Glad of the excuse to look into a crime which appeared to be inexplicable, Preston accompanied the chief to the frame dwelling on the outskirts of town where Montgomery Marshall, hermit, had spent the last three years of his life.
The house was set well back from the road, with but a single gateway in a six-foot wall of solid masonry, around the top of which ran several strands of barbed wire.
”Montgomery erected the wall himself,” explained the chief. ”Had it put up before he ever moved into the house, and then, in addition, kept a bunch of the fiercest dogs I ever knew.”
”All of which goes to prove that he feared an attack,” Preston muttered.
”In spite of his precautions, however, they got him! The question now is: Who are 'they' and how did they operate?”
The room in which the body had been found only added to the air of mystery which surrounded the entire problem.
In spite of what he had been told Preston had secretly expected to find some kind of an opening through which a man could have entered. But there was none. The windows, as the Postal operative took care to test for himself, were tightly locked, though open a few inches from the bottom. The bolt on the door very evidently had been shattered by the entrance of the police, and the dark-brown stain on the rug near the door showed plainly where the body had been found.
”When we broke in,” explained the chief, ”Montgomery was stretched out there, facing the door. The doctor said that he had been dead about twelve hours, but that it was impossible for the wound in his hand to have caused his death.”
”How about a poisoned bullet, fired through the opening in the window?”

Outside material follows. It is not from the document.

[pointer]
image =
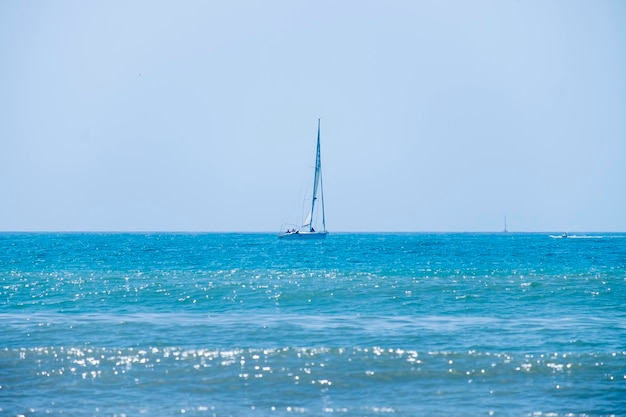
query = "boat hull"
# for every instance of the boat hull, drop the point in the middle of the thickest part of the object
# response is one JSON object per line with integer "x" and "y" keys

”Not a chance! The only wound on the body was the one through the palm of his hand. The bullet had struck on the outside of the fleshy part near the wrist and had plowed its way through the bone, coming out near the base of the index finger at the back. And it was a bullet from his own revolver! We found it embedded in the top of the table there.” And the chief pointed to a deep scar in the mahogany and to the marks made by the knives of the police when they had dug the bullet out.

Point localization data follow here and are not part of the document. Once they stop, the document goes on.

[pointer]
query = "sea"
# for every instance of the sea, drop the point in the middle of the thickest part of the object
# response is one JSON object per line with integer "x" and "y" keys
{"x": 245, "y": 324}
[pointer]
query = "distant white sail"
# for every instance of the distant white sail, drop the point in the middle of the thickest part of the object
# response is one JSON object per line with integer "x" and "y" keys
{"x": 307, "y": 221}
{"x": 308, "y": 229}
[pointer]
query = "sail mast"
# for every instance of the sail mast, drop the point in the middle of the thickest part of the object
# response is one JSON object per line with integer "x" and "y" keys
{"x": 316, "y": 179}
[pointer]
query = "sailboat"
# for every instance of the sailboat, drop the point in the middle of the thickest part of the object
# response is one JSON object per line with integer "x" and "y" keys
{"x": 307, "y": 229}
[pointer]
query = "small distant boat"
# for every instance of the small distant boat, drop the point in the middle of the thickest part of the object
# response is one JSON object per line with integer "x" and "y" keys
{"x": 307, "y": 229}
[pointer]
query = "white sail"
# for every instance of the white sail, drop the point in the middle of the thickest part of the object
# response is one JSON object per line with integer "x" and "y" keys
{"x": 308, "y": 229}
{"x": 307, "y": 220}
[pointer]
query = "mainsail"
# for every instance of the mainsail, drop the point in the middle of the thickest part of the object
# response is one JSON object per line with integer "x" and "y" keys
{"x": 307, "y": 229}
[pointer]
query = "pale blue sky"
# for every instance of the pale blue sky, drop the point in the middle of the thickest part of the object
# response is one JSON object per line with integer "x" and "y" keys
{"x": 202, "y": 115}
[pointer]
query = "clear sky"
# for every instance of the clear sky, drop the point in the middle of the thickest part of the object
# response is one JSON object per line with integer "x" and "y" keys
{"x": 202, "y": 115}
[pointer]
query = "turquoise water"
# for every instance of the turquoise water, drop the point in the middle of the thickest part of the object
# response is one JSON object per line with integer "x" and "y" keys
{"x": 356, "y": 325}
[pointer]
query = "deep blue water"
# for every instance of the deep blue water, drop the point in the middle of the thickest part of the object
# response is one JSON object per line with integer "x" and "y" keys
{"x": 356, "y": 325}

”But how do you know it wasn't a bullet of the same caliber, fired from outside the window?” persisted Preston.
For answer the chief produced Montgomery's revolver, with five cartridges still in the chambers.
”If you'll note,” he said, ”each of these cartridges is scored or seamed. That's an old trick--makes the lead expand when it hits and tears an ugly hole, just like a 'dum-dum.' The bullet we dug out of the table was not only a forty-five, as these are, but it had been altered in precisely the same manner. So, unless you are inclined to the coincidence that the murderer used a poisoned bullet of the same size and make and character as those in Montgomery's gun, you've got to discard that theory.”
”Does look like pulling the long arm of coincidence out of its socket,”
Preston agreed. ”So I guess we'll have to forget it. Where's the box you were talking about?”